Texte intégral
Chambre civile
Section 1
ARRÊT N°
du
25 SEPTEMBRE 2024
N° RG 21/811
N° Portalis DBVE-V-B7F-CCOV TJ-C
Décision déférée à la cour :
Jugement, origine TJ d'AJACCIO, décision attaquée du
2 Septembre 2021, enregistrée sous le n° 19/672
[R]
S.C.I. U NOSTRU PAESE
C/
CONSORTS
[M]
Copies exécutoires délivrées aux avocats le
COUR D'APPEL DE BASTIA
CHAMBRE CIVILE
ARRÊT DU
VINGT-CINQ SEPTEMBRE DEUX-MILLE-VINGT-QUATRE
APPELANTS :
M. [H] [R]
né le 25 février 1987 à [Localité 16] (Bouches-du-Rhône)
[Adresse 9]
[Localité 1]
Représenté par Me Alexandra MOUSSET-CAMPANA, avocate au barreau de BASTIA
S.C.I. U NOSTRU PAESE
prise en la personne de son gérant M. [H] [C] [R]
en exercice domicilié ès qualités audit siège
[Adresse 15]
[Localité 13]
Représentée par Me Alexandra MOUSSET-CAMPANA, avocate au barreau de BASTIA
INTIMÉES :
Mme [T] [M] épouse [W]
née le 24 septembre 1964 à [Localité 19]
[Adresse 17]
[Localité 19] - ITALIE
Représentée par Me Marc MONDOLONI, avocat au barreau d'AJACCIO
Mme [X] [M]
née le 21 août 1966 à [Localité 14] (Haute-Corse)
[Adresse 20]
[Localité 2]
Représentée par Me Marc MONDOLONI, avocat au barreau d'AJACCIO
Mme [L] [M] épouse [F]
née le 8 mars 1969 à [Localité 19]
[Adresse 18]
[Localité 19] - ITALIE
Représentée par Me Marc MONDOLONI, avocat au barreau d'AJACCIO
COMPOSITION DE LA COUR :
L'affaire a été débattue à l'audience publique du 27 mai 2024, devant la cour composée de :
Thierry JOUVE, président de chambre
Emmanuelle ZAMO, conseillère
Guillaume DESGENS, conseiller
qui en ont délibéré.
GREFFIER LORS DES DÉBATS :
Vykhanda CHENG
Les parties ont été avisées que le prononcé public de la décision aurait lieu par mise à disposition au greffe le 25 septembre 2024
ARRÊT :
Contradictoire,
Prononcé publiquement par mise à disposition au greffe de la cour, les parties en ayant été préalablement avisées dans les conditions prévues au deuxième alinéa de l'article 450 du code de procédure civile.

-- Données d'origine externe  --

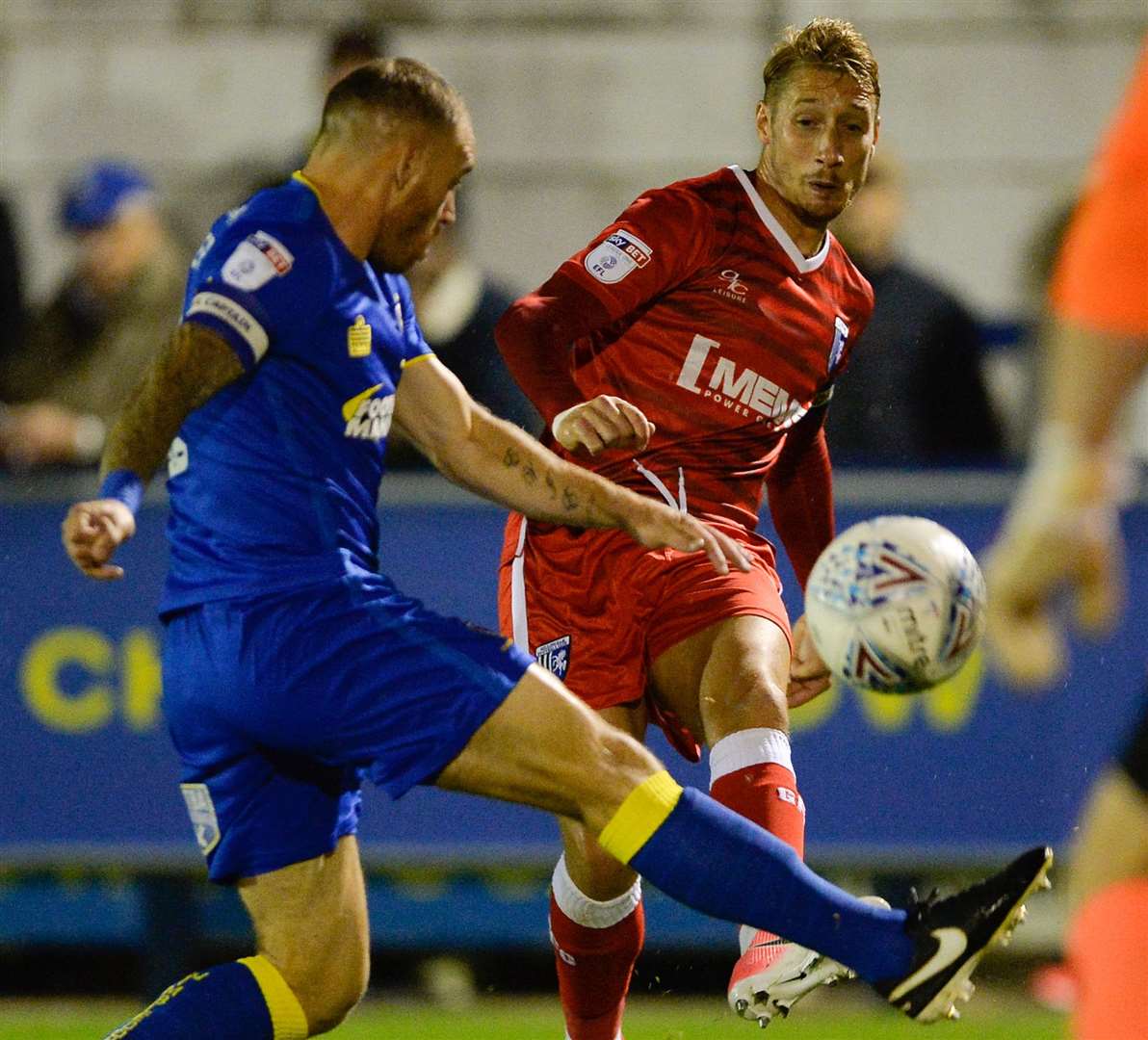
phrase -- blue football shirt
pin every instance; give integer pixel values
(274, 482)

Signé par Thierry JOUVE, président de chambre, et Cécile BORCKHOLZ, greffière, à laquelle la minute de la décision a été remise par le magistrat signataire.
EXPOSÉ DU LITIGE :
Le 26 janvier 2018, Monsieur [E] [M] et Monsieur [H] [R] ont signé un compromis de vente portant sur un bien immobilier situé [Adresse 15] à [Localité 13] et cadastré section C n°[Cadastre 6], [Cadastre 7], [Cadastre 8], [Cadastre 3], [Cadastre 4] et [Cadastre 5] d'une superficie totale de 3 085 m² au prix de 240'000 €.
Par la suite, l'acheteur a utilisé sa faculté de substitution au profit de la SCI U nostru paese.
Un projet d'acte de vente a ensuite été établi le 12 septembre 2018 par Maître [O] [U], notaire à [Localité 2], à l'initiative du promettant, portant sur les parcelles cadastrées section C n° [Cadastre 6], [Cadastre 10], [Cadastre 11], [Cadastre 12], [Cadastre 4] et [Cadastre 5], d'une superficie totale de 2 737 m² au même montant.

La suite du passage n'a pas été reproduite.